Until, of course, he takes Alma and the girls out to the desert, locks them in a cabin, and leaves Alma desperately holding onto a grenade with the pin removed. Remember, everything – even his emotional openness – is part of the plan. The scene is terrific. Hastings is disturbingly calm, and there is no way out for Alma. It’s just a pity that Catalina Sandino Moreno’s shining moment is in a dimly lit cabin. But she expertly navigates the debilitating fear of her situation until Marco conveniently saves the day, thanks to Hastings’ GPS coordinates. Now, whether or not Hastings meant for Alma and the girls to die or just be a distraction is unclear, but his next target is Gus.


What may have initially seemed like every day texting between Gus and his ex, Zina, is now a gaping hole in Sonya and Marco’s investigation, as “Zina” is revealed to have been Hastings all along and conveniently learned a lot about the progress of the case “because she said she was interested.” What makes these interactions intriguing, though, is that Gus admits, “He made me closer to my dad. When we were chatting…He gave good advice. When I told him how I was feeling about my father.” Clearly, Hastings’ cruel plan was to bring a father and son closer together, only to pull them apart all the more violently in the end. And that’s just what he does. In a scene that perfectly parallels the opening car crash, Hastings rams into Sonya’s truck and takes Gus. But is Hastings’ ultimate revenge only a son for a son?

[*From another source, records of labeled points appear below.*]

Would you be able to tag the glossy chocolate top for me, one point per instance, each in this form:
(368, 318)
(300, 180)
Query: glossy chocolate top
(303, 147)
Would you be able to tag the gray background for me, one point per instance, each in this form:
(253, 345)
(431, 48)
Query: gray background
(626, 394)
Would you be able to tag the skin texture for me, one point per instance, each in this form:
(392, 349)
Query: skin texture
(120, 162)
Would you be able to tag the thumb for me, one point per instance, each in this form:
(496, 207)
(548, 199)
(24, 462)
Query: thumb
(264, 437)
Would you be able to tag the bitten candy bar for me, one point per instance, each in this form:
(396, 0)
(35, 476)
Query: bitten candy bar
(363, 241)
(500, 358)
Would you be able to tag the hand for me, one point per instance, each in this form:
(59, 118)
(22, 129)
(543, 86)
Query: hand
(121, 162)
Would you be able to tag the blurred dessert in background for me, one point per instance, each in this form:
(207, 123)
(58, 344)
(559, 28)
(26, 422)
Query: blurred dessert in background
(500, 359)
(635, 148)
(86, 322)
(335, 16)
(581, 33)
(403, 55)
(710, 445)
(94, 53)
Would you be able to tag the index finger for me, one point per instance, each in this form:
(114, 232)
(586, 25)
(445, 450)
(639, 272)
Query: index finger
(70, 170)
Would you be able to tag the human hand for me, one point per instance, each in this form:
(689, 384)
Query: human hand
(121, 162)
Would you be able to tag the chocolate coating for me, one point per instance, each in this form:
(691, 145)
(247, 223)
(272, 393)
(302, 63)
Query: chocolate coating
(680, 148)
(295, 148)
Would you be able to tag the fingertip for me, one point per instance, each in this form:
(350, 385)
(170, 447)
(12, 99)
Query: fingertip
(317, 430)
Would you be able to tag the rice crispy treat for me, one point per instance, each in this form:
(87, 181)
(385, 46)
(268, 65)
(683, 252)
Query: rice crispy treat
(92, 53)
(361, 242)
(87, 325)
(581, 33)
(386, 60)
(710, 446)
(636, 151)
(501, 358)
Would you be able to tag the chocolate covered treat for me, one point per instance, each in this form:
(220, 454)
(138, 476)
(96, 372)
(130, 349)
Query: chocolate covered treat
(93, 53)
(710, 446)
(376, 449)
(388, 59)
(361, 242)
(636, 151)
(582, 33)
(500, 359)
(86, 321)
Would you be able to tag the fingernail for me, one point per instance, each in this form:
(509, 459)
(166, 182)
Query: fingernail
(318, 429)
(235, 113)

Other characters on the periphery this episode are Charlotte and Linder. Charlotte has somehow managed to find herself more or less in control of her tunnel to Juarez, after running Graciela through with a pitchfork. She remains a largely uninteresting and poorly drawn character, but if she takes a hint and leaves town, she may have a happy ending. There will most certainly be repercussions for Graciela’s death, and the most likely target will be Ray (thanks to his FBI transmitter fiasco) if the Feds don’t get to him first. Linder had very little to do in “The Beetle” aside from seeking advice from Pastor Bob about his feelings for Eva. It’s still not clear where he stands with Galvan, since we skipped from Galvan taking Hector’s body to Linder dreaming about Pastor Bob’s new ward and feeling the pangs of his first kill. Whether or not Pastor Bob’s ham salad helps, who knows, but hopefully Linder will finally tie into the rest of the plot before the series’ end.

After burying Graciela and her henchman, Cesar announces, “I’m gonna take my wife out to see a movie and pretend none of this happened.” Marco, on the other hand, doesn’t have the luxury of forgetting. He and his family is still very much in danger, and Hastings is moving forward with his vengeful plot to make Marco experience a despair equal to what he felt on the bridge six years ago. Even after a disappointing reveal, The Bridge is still gripping and full of potential. It’s just a matter of making this revenge plot worth all the trouble we’ve gone to within the next four episodes.